セントロイドとは、データ群の重心(幾何学的中心)を表す仮想的な代表点です。機械学習の教師なし学習において、k-means法をはじめとするクラスタリング手法で広く利用されます。多次元のベクトル空間における各データ点の平均値を計算して求められ、クラスタ全体の性質を要約・把握する基準として重要な役割を果たします。
セントロイドとは
セントロイド(重心)とは、複数のデータ点が集まるグループにおいて、それら全体の中心位置を示す代表点のことです。一言で言えば「データ群の幾何学的な平均値」を指します。
詳しく解説
機械学習の教師なし学習において、類似したデータをグループ分けするクラスタリングで不可欠な概念です。特に代表的なアルゴリズムであるk-means法では、まず仮のセントロイドを配置し、各データ点を最も近いセントロイドに割り当てた後、グループ内の平均座標を再計算してセントロイドを更新するという反復処理を行います。ベクトル空間において各特徴量の算術平均を取ることで導出され、データ群全体の傾向を1つの座標で要約するために活用されます。
具体例・使われ方
マーケティングにおける顧客の購買行動データのグループ分けでは、各クラスタのセントロイドを確認することで「購買頻度が高く単価が低い層」などの典型的な顧客像を把握できます。また、画像処理における色数の削減では、色の類似グループごとにセントロイドを算出して代表色を決定する用途などに利用されます。
似た用語との違い
セントロイドと混同されやすい概念にメドイドがあります。セントロイドはデータ群の平均値として算出されるため、実在しない仮想的な座標になることが一般的です。
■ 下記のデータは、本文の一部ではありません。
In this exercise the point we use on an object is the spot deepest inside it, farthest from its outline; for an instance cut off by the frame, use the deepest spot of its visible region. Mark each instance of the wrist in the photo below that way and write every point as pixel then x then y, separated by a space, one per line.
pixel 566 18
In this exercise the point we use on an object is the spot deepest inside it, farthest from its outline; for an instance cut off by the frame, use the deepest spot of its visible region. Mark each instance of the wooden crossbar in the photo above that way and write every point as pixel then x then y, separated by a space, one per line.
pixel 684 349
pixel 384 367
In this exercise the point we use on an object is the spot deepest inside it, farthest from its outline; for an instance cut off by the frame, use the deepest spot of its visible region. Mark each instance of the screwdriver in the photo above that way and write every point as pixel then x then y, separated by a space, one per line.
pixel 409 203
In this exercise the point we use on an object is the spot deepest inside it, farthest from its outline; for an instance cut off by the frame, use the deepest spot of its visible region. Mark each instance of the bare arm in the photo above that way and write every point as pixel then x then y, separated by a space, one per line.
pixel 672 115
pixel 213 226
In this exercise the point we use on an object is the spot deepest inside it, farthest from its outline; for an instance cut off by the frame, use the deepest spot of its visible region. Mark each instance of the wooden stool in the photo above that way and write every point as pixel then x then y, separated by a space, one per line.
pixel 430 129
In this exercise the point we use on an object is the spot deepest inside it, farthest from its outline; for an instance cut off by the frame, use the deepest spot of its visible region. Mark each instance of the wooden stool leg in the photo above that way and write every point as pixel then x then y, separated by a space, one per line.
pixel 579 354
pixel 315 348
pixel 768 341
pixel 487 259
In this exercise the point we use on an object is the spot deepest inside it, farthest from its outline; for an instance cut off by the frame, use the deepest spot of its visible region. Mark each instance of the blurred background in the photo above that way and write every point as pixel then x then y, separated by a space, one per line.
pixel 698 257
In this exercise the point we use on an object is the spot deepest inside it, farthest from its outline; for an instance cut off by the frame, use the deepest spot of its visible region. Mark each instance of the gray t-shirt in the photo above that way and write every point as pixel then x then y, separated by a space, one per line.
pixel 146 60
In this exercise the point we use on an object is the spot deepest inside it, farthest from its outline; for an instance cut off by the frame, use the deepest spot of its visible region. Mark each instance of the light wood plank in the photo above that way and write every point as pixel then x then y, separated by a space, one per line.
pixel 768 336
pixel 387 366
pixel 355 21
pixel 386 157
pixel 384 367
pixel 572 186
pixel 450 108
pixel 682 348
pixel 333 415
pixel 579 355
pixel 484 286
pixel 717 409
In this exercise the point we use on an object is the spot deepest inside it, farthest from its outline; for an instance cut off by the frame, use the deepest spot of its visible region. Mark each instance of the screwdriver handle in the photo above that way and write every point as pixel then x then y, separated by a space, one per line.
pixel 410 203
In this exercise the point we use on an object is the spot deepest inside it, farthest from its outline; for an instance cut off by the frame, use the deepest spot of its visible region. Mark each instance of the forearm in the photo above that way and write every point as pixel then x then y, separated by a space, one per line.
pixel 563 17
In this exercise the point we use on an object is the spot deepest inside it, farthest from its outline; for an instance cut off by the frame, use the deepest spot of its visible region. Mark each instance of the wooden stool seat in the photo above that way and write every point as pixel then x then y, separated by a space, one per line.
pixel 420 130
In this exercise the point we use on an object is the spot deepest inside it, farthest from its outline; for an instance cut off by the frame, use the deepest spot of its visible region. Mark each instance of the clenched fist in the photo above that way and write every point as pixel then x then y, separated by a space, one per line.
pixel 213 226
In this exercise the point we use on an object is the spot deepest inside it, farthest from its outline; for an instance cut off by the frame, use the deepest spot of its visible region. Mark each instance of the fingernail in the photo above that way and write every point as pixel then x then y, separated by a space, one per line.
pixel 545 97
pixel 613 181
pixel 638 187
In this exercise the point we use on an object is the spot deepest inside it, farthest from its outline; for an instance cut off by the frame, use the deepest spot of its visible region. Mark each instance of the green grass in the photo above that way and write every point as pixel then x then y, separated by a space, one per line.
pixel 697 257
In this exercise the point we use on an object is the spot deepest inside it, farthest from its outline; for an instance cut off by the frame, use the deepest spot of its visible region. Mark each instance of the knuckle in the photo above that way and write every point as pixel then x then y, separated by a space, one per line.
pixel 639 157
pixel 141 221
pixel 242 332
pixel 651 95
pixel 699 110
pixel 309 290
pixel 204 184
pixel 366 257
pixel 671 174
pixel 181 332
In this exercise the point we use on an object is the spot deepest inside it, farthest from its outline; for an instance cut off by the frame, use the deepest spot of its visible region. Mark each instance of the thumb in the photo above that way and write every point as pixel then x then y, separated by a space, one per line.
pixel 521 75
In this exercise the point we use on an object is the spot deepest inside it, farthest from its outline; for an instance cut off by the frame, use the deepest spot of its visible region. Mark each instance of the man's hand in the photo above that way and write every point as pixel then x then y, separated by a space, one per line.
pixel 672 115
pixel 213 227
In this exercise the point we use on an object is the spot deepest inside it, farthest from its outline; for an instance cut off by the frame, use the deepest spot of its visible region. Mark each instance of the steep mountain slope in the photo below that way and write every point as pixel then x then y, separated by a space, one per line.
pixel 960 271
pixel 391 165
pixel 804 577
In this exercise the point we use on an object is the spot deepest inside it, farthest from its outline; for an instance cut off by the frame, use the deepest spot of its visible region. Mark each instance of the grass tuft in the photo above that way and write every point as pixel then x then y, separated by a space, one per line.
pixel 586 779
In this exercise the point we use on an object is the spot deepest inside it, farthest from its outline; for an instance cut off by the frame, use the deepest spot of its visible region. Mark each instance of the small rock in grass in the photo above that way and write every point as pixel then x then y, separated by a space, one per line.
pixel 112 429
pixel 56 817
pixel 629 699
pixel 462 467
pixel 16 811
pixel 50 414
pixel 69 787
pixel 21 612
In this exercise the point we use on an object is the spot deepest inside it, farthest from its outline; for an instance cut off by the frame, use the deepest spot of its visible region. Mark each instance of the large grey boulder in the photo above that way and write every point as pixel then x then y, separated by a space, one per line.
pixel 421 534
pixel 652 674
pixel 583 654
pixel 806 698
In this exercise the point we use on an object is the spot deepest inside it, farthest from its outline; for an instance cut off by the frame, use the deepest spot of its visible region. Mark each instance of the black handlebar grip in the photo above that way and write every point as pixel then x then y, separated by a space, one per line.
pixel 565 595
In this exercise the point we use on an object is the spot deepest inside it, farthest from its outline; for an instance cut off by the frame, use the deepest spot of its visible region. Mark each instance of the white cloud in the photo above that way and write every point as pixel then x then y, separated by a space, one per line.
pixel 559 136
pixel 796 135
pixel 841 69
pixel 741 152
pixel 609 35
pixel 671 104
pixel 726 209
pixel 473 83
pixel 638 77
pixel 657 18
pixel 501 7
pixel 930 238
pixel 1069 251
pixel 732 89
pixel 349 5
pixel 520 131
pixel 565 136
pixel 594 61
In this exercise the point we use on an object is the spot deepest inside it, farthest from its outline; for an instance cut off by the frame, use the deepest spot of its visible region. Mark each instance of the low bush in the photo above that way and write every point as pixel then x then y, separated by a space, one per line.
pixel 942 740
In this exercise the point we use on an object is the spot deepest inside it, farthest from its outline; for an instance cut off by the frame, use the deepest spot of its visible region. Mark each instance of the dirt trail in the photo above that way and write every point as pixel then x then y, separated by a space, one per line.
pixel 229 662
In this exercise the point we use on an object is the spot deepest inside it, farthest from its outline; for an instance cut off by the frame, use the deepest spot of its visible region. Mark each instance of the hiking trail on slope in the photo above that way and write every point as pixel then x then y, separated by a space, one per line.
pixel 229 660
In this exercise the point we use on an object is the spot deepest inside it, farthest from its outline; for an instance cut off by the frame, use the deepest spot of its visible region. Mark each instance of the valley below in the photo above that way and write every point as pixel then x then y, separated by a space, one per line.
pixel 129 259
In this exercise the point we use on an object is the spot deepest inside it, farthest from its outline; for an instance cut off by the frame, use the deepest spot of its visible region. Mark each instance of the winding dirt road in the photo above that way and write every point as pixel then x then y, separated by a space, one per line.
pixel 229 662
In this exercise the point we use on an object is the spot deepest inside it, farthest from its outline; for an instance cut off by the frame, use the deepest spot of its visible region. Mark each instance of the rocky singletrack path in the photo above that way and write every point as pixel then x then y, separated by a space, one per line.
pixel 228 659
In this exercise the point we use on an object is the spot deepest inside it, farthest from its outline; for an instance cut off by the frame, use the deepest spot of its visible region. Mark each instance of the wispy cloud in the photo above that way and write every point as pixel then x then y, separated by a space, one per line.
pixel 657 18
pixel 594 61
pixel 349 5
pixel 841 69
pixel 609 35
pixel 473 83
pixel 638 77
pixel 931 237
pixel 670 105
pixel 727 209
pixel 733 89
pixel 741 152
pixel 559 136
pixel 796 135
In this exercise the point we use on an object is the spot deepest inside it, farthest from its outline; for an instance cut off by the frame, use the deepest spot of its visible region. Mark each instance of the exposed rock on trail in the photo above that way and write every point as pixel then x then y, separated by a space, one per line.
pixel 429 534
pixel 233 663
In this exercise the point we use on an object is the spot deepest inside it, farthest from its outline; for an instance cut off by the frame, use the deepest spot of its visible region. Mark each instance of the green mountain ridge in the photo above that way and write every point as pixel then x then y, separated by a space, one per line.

一方、メドイドはデータセット内に実際に存在する点の中から、他の点との距離の総和が最小になる点を選び出します。
注意点
セントロイドは算術平均に基づいて計算されるため、極端に離れた値である外れ値の影響を強く受け、重心の位置が大きく歪んでしまう特性があります。また、球状や凸状のまとまりを持つデータ群には有効ですが、三日月型やドーナツ型のような複雑な形状のデータに対しては適切な中心を表現できない場合があります。